Boris Johnson says the UK should be ready for a no-deal Brexit

British Prime Minister Boris Johnson returned to Downing Street.

Leon Neil | Getty Images News | Getty Images

LONDON – UK Prime Minister Boris Jones on Friday said he would demand a not-de-Brexit until there is a fundamental change of approach from the European Union.

“Unless there is a fundamental change of approach, we will go to Australia’s remedy, and we must do so with great confidence,” Johnson told Reuters. Deadline for imposition is 15 October.

Sterling plunged lower in the session against the dollar on its comments, moving closer to $ 1.2961 then trading at 28 1.2870.

EU leaders said on Thursday they wanted their comments to continue in talks next week. The European Union (EU) has said it has little time to resolve differences between the two sides.

But Brussels called on the UK to “take the necessary steps to make the agreement possible” after the language used in the EU statement angered officials in London.

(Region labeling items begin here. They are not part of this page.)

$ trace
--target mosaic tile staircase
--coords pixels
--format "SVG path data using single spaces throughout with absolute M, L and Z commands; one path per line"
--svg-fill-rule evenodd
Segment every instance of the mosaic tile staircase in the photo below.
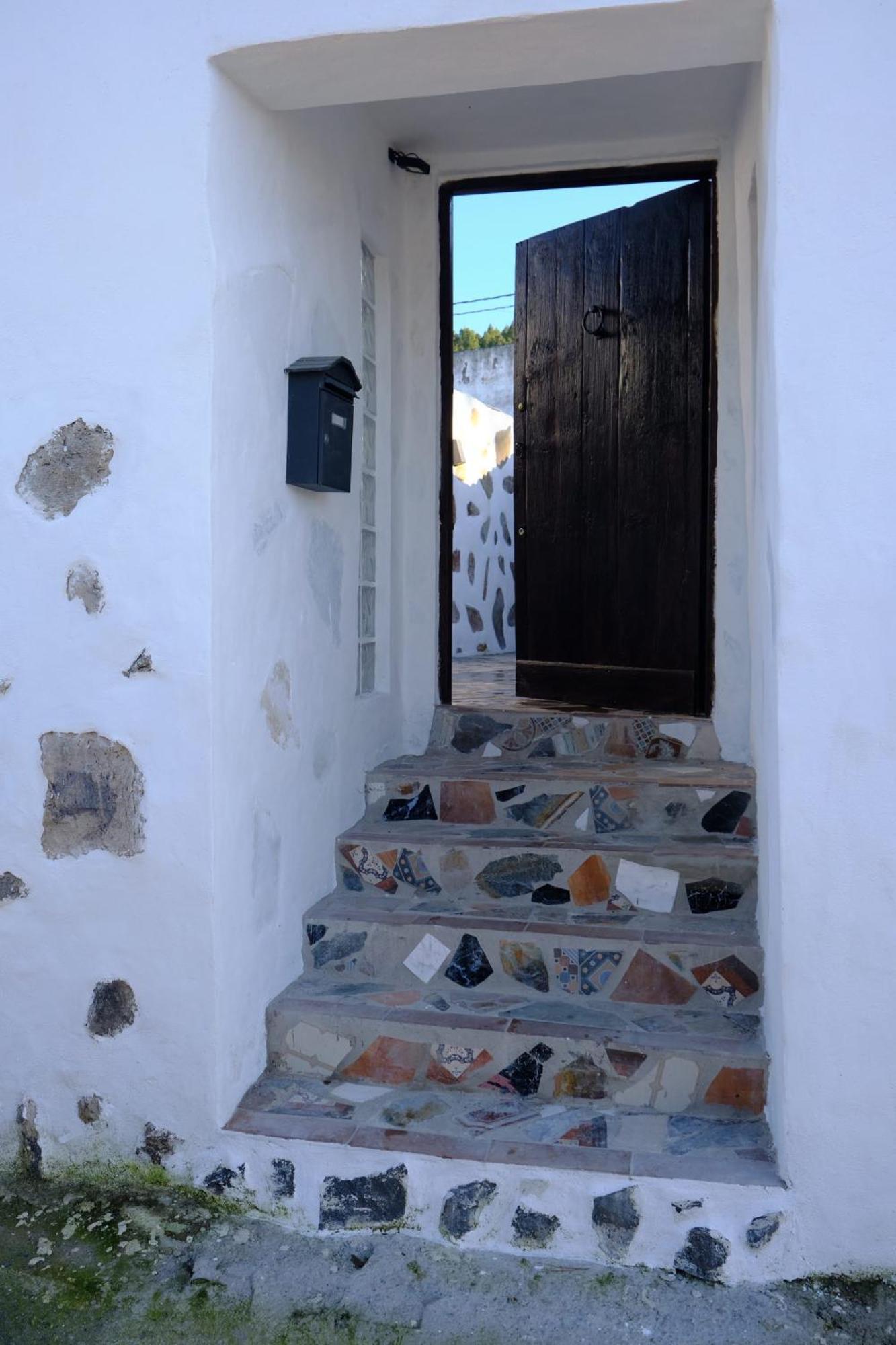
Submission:
M 706 721 L 436 710 L 369 773 L 230 1128 L 775 1182 L 752 792 Z

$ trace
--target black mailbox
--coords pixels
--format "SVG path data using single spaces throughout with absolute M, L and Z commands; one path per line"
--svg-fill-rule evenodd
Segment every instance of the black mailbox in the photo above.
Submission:
M 361 379 L 344 355 L 307 355 L 287 369 L 287 484 L 351 490 L 351 424 Z

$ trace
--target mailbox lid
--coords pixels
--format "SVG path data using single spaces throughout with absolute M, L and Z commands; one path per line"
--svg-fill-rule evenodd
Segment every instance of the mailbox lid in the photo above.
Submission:
M 285 371 L 287 374 L 308 374 L 318 379 L 332 379 L 342 383 L 352 397 L 361 391 L 361 379 L 355 373 L 355 366 L 344 355 L 304 355 L 295 363 L 287 364 Z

David Frost, the UK’s chief Brexit negotiator, said he was surprised by the suggestion that all future moves to get the deal should come from the UK. “

UK and EU trade negotiations have stalled for months on issues such as fishing, competition rules and governance. However, EU chief negotiator Michelle Barnier said on Thursday that he hoped the differences could be resolved in the next few weeks.

“We are available, we will be available until the last possible day,” Barnier said at a press conference.

“We want to give these negotiations every chance to succeed,” he added, adding that his team is preparing to return to London on Monday for further negotiations.

The UK ceased to be a member of the European Union in January, but agreed to abide by all EU rules by the end of 2020 to allow both sides time to arrange new trade.

This means they have until the end of the year to conclude trade talks.

However, Johnson’s remarks on Friday suggest that from January, both parties could trade under the rules of the World Trade Organization (WTO), which could mean additional barriers and costs to trade in the English Channel.